First Open-Source AI Device, Apple's New Development, Voice Cloning — Top AI News of the Week
Our latest AI Digest covers the biggest breaking AI news for the week. Anywhere Club community leader, Aliaksei Kartynnik, comments on key stories.
#1 — New AI Device by Open Interpreter
— The creators of Open Interpreter have unveiled their new device, the O1 Light, which allows you to control your computer via an AI assistant using a voice interface and natural language. The company is known for its large open-source initiative enabling the local launch of various LLMs and interfacing with them. That initiative has grown into something like a full-scale OS running on top of the main OS. It can be used to manage documents and apps and even to write code. The O1 Light allows users to interact with Open Interpreter using voice commands. The device is available for pre-order only in the U.S., for $100, but all the blueprints are open-source, so radio enthusiasts might fancy trying to assemble it themselves. This may be the first open-source AI device on the market.
#2 — Apple Joins the Race Against OpenAI
— In a new scientific article, Apple researchers introduced ReALM, an artificial intelligence system capable of understanding and processing on-screen tasks, grasping the context of conversation, and detecting background processes. According to the article, ReALM demonstrates high accuracy on all types of datasets, outperforming the GPT-3.5 model, especially in newly-introduced tasks. Some data suggests that ReALM even outperforms GPT-4. In essence, this model could become a cornerstone for interfacing with future iOS updates. You simply say: "Siri, call the number from the business card photographed on this website," and then ReALM recognizes the number and handles the rest. It seems that Siri finally stands a fair chance of becoming a smart assistant.

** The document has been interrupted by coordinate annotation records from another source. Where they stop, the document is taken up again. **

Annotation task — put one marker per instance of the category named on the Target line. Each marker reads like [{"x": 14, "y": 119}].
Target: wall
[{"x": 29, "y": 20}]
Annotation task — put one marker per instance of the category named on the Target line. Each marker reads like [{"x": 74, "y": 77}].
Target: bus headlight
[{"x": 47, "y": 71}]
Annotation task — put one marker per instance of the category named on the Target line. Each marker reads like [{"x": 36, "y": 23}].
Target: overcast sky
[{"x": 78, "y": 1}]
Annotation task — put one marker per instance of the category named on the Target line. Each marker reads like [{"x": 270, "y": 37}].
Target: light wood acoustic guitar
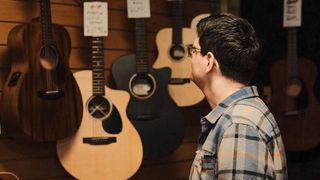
[
  {"x": 41, "y": 99},
  {"x": 106, "y": 146},
  {"x": 293, "y": 102},
  {"x": 8, "y": 176},
  {"x": 171, "y": 43},
  {"x": 156, "y": 116},
  {"x": 216, "y": 8}
]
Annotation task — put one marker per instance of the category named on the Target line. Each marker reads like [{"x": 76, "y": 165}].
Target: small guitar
[
  {"x": 157, "y": 118},
  {"x": 106, "y": 146},
  {"x": 40, "y": 98},
  {"x": 8, "y": 176},
  {"x": 293, "y": 103},
  {"x": 171, "y": 43},
  {"x": 215, "y": 6}
]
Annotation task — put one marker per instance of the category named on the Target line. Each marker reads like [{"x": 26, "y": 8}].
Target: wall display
[
  {"x": 40, "y": 97},
  {"x": 157, "y": 118},
  {"x": 171, "y": 43},
  {"x": 293, "y": 101},
  {"x": 106, "y": 146},
  {"x": 215, "y": 6}
]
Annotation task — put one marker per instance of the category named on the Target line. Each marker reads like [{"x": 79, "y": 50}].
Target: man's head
[{"x": 233, "y": 43}]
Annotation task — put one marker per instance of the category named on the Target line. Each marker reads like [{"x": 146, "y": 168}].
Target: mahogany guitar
[
  {"x": 8, "y": 176},
  {"x": 155, "y": 115},
  {"x": 171, "y": 43},
  {"x": 293, "y": 102},
  {"x": 215, "y": 6},
  {"x": 106, "y": 146},
  {"x": 41, "y": 99}
]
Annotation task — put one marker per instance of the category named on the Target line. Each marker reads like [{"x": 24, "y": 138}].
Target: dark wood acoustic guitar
[
  {"x": 293, "y": 102},
  {"x": 171, "y": 43},
  {"x": 155, "y": 115},
  {"x": 106, "y": 146},
  {"x": 41, "y": 99},
  {"x": 5, "y": 175}
]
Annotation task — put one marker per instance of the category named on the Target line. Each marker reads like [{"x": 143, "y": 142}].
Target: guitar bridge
[
  {"x": 99, "y": 140},
  {"x": 179, "y": 80}
]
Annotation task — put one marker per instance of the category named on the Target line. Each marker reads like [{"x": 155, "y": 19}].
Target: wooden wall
[{"x": 34, "y": 160}]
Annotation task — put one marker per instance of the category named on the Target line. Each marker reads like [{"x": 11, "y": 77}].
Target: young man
[{"x": 239, "y": 138}]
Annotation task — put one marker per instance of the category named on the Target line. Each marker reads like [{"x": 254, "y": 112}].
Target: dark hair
[{"x": 234, "y": 44}]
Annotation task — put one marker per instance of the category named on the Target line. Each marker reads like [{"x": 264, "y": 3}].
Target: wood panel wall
[{"x": 34, "y": 160}]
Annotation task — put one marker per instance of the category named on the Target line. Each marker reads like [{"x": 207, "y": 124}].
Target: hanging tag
[
  {"x": 292, "y": 13},
  {"x": 138, "y": 8},
  {"x": 95, "y": 15}
]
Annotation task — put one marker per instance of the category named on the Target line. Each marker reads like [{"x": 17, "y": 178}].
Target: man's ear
[{"x": 211, "y": 62}]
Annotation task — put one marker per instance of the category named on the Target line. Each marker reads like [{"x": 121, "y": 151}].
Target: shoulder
[{"x": 253, "y": 116}]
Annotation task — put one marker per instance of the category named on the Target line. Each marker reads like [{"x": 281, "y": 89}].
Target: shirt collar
[{"x": 246, "y": 92}]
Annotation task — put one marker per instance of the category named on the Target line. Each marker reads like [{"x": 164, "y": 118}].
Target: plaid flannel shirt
[{"x": 240, "y": 139}]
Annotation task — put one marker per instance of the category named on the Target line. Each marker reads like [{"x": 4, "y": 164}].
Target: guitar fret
[
  {"x": 46, "y": 28},
  {"x": 97, "y": 54}
]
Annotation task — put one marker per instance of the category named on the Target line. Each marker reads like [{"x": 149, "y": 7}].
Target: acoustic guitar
[
  {"x": 293, "y": 102},
  {"x": 41, "y": 99},
  {"x": 171, "y": 43},
  {"x": 8, "y": 176},
  {"x": 155, "y": 115},
  {"x": 215, "y": 6},
  {"x": 106, "y": 146}
]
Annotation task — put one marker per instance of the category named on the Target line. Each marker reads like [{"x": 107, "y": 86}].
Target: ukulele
[
  {"x": 293, "y": 103},
  {"x": 106, "y": 146},
  {"x": 215, "y": 6},
  {"x": 155, "y": 115},
  {"x": 171, "y": 43},
  {"x": 41, "y": 99},
  {"x": 8, "y": 176}
]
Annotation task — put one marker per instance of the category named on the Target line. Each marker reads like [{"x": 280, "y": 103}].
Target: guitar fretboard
[
  {"x": 292, "y": 61},
  {"x": 177, "y": 14},
  {"x": 141, "y": 46},
  {"x": 215, "y": 7},
  {"x": 46, "y": 23},
  {"x": 98, "y": 79}
]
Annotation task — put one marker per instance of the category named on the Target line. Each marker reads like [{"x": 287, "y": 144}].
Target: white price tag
[
  {"x": 138, "y": 8},
  {"x": 292, "y": 13},
  {"x": 95, "y": 15}
]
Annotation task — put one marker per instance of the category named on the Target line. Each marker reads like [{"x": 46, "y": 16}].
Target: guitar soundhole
[
  {"x": 177, "y": 52},
  {"x": 99, "y": 107},
  {"x": 48, "y": 57},
  {"x": 142, "y": 86}
]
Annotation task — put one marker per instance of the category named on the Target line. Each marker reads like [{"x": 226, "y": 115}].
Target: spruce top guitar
[
  {"x": 8, "y": 176},
  {"x": 171, "y": 44},
  {"x": 106, "y": 146},
  {"x": 293, "y": 102},
  {"x": 157, "y": 118},
  {"x": 215, "y": 6},
  {"x": 40, "y": 98}
]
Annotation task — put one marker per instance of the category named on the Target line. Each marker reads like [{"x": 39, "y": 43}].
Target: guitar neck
[
  {"x": 215, "y": 6},
  {"x": 177, "y": 12},
  {"x": 141, "y": 46},
  {"x": 98, "y": 79},
  {"x": 46, "y": 22},
  {"x": 292, "y": 59}
]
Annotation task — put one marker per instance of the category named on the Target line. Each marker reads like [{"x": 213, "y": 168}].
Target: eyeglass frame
[{"x": 191, "y": 49}]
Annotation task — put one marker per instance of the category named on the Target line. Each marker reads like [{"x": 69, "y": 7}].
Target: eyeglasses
[{"x": 191, "y": 49}]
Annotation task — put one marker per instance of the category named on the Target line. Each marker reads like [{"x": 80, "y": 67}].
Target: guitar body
[
  {"x": 296, "y": 116},
  {"x": 24, "y": 110},
  {"x": 180, "y": 69},
  {"x": 118, "y": 159},
  {"x": 157, "y": 118}
]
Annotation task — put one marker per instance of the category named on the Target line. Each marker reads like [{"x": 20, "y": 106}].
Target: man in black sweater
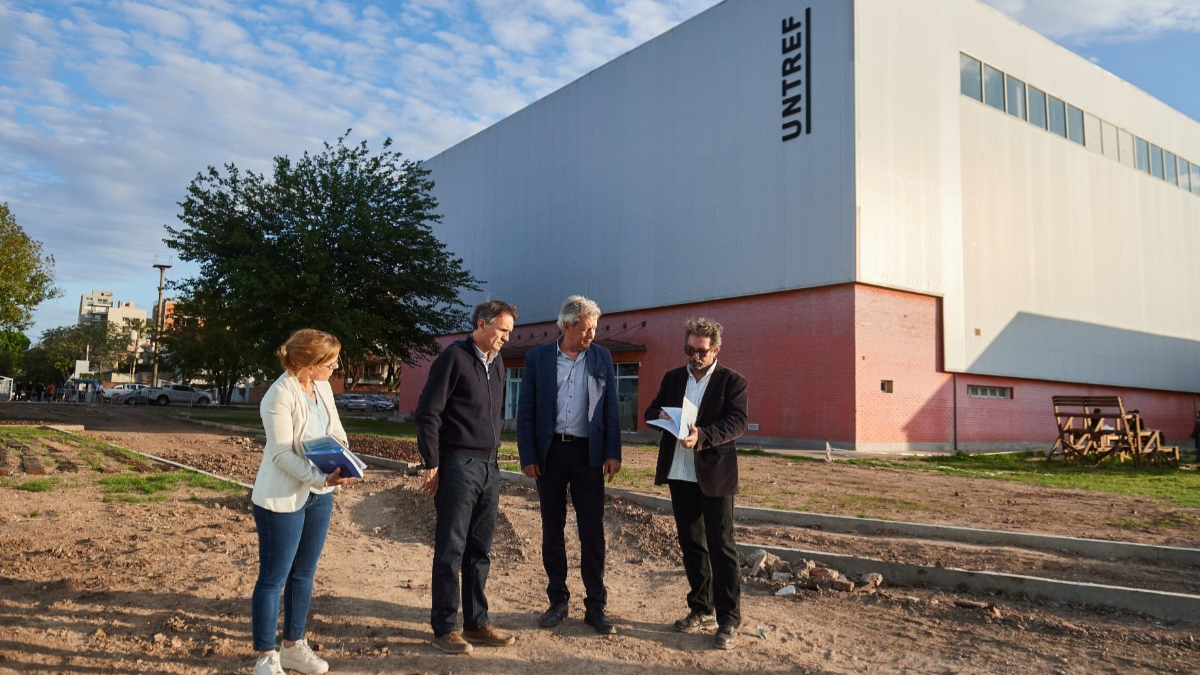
[{"x": 459, "y": 432}]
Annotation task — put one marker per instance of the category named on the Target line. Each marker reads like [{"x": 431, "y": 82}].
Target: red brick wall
[
  {"x": 899, "y": 338},
  {"x": 815, "y": 359}
]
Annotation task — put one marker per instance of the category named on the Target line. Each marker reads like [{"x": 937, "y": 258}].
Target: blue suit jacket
[{"x": 538, "y": 405}]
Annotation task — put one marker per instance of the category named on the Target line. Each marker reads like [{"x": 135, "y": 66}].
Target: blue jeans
[
  {"x": 288, "y": 548},
  {"x": 467, "y": 501}
]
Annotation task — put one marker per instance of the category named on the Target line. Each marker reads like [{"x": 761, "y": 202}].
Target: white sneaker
[
  {"x": 300, "y": 657},
  {"x": 269, "y": 664}
]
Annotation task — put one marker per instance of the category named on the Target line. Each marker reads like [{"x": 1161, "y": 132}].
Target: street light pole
[{"x": 160, "y": 322}]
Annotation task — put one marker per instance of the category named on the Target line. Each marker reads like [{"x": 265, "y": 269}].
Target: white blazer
[{"x": 286, "y": 477}]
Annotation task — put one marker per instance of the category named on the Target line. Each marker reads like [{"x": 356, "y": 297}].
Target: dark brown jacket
[{"x": 720, "y": 420}]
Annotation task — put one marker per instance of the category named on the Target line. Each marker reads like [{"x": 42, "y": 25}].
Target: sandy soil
[{"x": 95, "y": 586}]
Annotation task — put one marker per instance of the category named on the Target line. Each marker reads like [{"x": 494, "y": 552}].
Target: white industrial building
[{"x": 916, "y": 220}]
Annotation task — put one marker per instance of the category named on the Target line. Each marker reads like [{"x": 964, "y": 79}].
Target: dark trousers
[
  {"x": 467, "y": 501},
  {"x": 288, "y": 549},
  {"x": 709, "y": 557},
  {"x": 568, "y": 467}
]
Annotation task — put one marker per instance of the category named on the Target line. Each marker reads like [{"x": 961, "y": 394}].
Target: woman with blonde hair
[{"x": 293, "y": 500}]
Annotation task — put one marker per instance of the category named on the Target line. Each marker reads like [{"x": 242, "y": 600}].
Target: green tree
[
  {"x": 13, "y": 346},
  {"x": 103, "y": 344},
  {"x": 40, "y": 369},
  {"x": 27, "y": 278},
  {"x": 341, "y": 240}
]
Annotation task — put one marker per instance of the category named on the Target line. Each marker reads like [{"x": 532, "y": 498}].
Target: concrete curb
[
  {"x": 1158, "y": 604},
  {"x": 1098, "y": 549}
]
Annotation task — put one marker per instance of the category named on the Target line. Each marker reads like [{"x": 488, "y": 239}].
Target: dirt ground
[{"x": 95, "y": 586}]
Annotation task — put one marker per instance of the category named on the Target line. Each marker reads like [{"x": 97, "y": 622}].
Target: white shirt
[
  {"x": 571, "y": 412},
  {"x": 683, "y": 466}
]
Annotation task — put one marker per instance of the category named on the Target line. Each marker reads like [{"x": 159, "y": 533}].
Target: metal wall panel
[
  {"x": 663, "y": 178},
  {"x": 1054, "y": 262}
]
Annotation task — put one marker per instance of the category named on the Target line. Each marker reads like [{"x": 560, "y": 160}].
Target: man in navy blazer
[{"x": 569, "y": 437}]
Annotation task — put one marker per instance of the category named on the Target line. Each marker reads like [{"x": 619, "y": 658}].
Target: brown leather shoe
[
  {"x": 453, "y": 643},
  {"x": 490, "y": 635}
]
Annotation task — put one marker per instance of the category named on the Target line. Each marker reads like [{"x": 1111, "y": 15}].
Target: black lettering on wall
[{"x": 796, "y": 70}]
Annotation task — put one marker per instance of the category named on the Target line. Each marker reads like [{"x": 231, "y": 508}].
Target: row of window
[
  {"x": 627, "y": 394},
  {"x": 1006, "y": 93}
]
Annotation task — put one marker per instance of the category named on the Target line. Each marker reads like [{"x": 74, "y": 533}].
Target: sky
[{"x": 108, "y": 108}]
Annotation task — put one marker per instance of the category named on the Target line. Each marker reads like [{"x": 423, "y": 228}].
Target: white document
[{"x": 681, "y": 419}]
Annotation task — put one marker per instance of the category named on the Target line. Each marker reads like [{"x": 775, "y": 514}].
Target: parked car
[
  {"x": 179, "y": 394},
  {"x": 354, "y": 401},
  {"x": 118, "y": 393},
  {"x": 379, "y": 402},
  {"x": 77, "y": 389},
  {"x": 133, "y": 396}
]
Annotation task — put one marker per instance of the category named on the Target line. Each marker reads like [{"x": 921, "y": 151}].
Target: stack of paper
[
  {"x": 328, "y": 453},
  {"x": 679, "y": 425}
]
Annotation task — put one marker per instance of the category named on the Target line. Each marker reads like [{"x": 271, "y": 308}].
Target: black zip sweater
[{"x": 460, "y": 406}]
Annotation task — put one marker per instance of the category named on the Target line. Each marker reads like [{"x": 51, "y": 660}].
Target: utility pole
[{"x": 160, "y": 321}]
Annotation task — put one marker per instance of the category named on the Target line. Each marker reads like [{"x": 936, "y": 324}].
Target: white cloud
[
  {"x": 1103, "y": 21},
  {"x": 108, "y": 108},
  {"x": 163, "y": 22}
]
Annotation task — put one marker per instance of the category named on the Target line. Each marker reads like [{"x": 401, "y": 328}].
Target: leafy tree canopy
[
  {"x": 341, "y": 240},
  {"x": 103, "y": 344},
  {"x": 27, "y": 278},
  {"x": 13, "y": 346}
]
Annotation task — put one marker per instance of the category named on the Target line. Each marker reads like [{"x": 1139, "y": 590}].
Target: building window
[
  {"x": 627, "y": 395},
  {"x": 1156, "y": 161},
  {"x": 978, "y": 392},
  {"x": 993, "y": 88},
  {"x": 511, "y": 390},
  {"x": 1037, "y": 107},
  {"x": 1057, "y": 115},
  {"x": 1143, "y": 154},
  {"x": 1074, "y": 124},
  {"x": 1014, "y": 102},
  {"x": 970, "y": 81}
]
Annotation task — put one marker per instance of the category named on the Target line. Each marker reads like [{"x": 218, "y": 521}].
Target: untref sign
[{"x": 797, "y": 76}]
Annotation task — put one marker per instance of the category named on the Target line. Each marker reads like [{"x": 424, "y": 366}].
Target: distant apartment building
[
  {"x": 100, "y": 308},
  {"x": 94, "y": 308}
]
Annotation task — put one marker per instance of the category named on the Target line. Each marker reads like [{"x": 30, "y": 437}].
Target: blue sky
[{"x": 108, "y": 108}]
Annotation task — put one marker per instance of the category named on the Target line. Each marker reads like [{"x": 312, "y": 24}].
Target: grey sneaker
[
  {"x": 269, "y": 664},
  {"x": 696, "y": 622},
  {"x": 489, "y": 635},
  {"x": 301, "y": 658},
  {"x": 726, "y": 638},
  {"x": 453, "y": 643}
]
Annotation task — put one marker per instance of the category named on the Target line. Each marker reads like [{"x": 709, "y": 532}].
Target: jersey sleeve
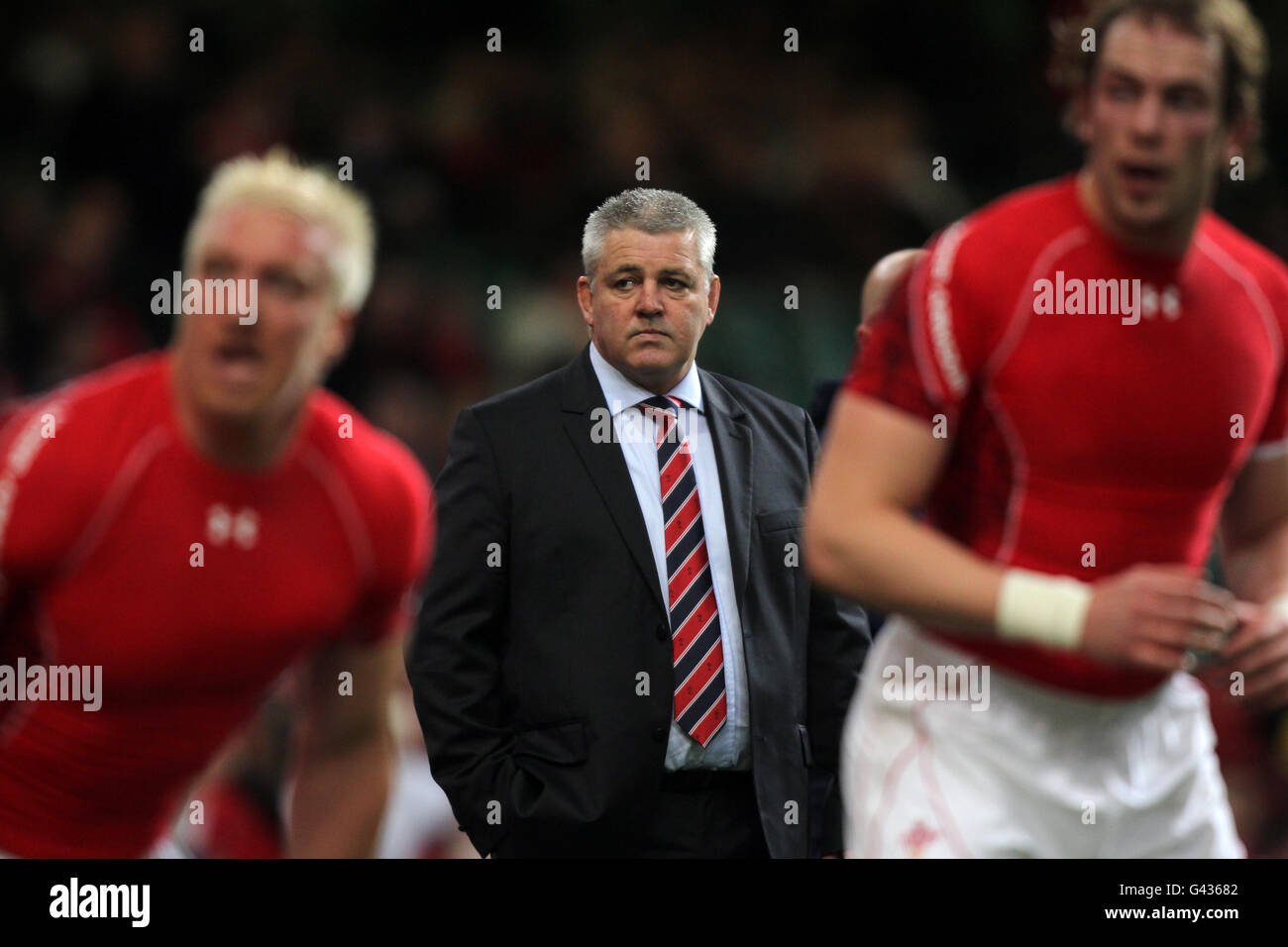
[
  {"x": 930, "y": 341},
  {"x": 1273, "y": 437},
  {"x": 404, "y": 544},
  {"x": 43, "y": 493}
]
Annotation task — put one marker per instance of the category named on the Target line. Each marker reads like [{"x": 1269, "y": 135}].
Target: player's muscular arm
[
  {"x": 862, "y": 540},
  {"x": 1254, "y": 541},
  {"x": 861, "y": 536},
  {"x": 344, "y": 750}
]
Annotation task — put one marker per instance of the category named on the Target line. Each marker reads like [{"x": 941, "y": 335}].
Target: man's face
[
  {"x": 1151, "y": 120},
  {"x": 649, "y": 305},
  {"x": 243, "y": 371}
]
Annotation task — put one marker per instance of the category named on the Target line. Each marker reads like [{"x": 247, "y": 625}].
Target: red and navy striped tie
[{"x": 696, "y": 647}]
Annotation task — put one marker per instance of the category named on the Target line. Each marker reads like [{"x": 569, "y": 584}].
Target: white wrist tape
[{"x": 1047, "y": 609}]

#3 — OpenAI's New Model for Voice Cloning
— OpenAI previewed a preliminary version of Voice Engine, a model that can clone human voice from a 15-second audio sample and generate natural speech. Yes, voice cloning isn't new or surprising these days. We saw similar efforts from Meta and other companies in 2023. To this time, however, there have not been any public access tools that allow for high-quality voice cloning based on such a short sample. According to OpenAI, Voice Engine can retain the accent and emotions of the original speaker in the generated speech. OpenAI identifies several potentially beneficial applications of the technology, but for now, access to the model is limited to a select few. Representatives of HeyGen, which specializes in commercial production of video avatars and voice clones, are included in that select few. We’re eagerly awaiting new offerings from HeyGen!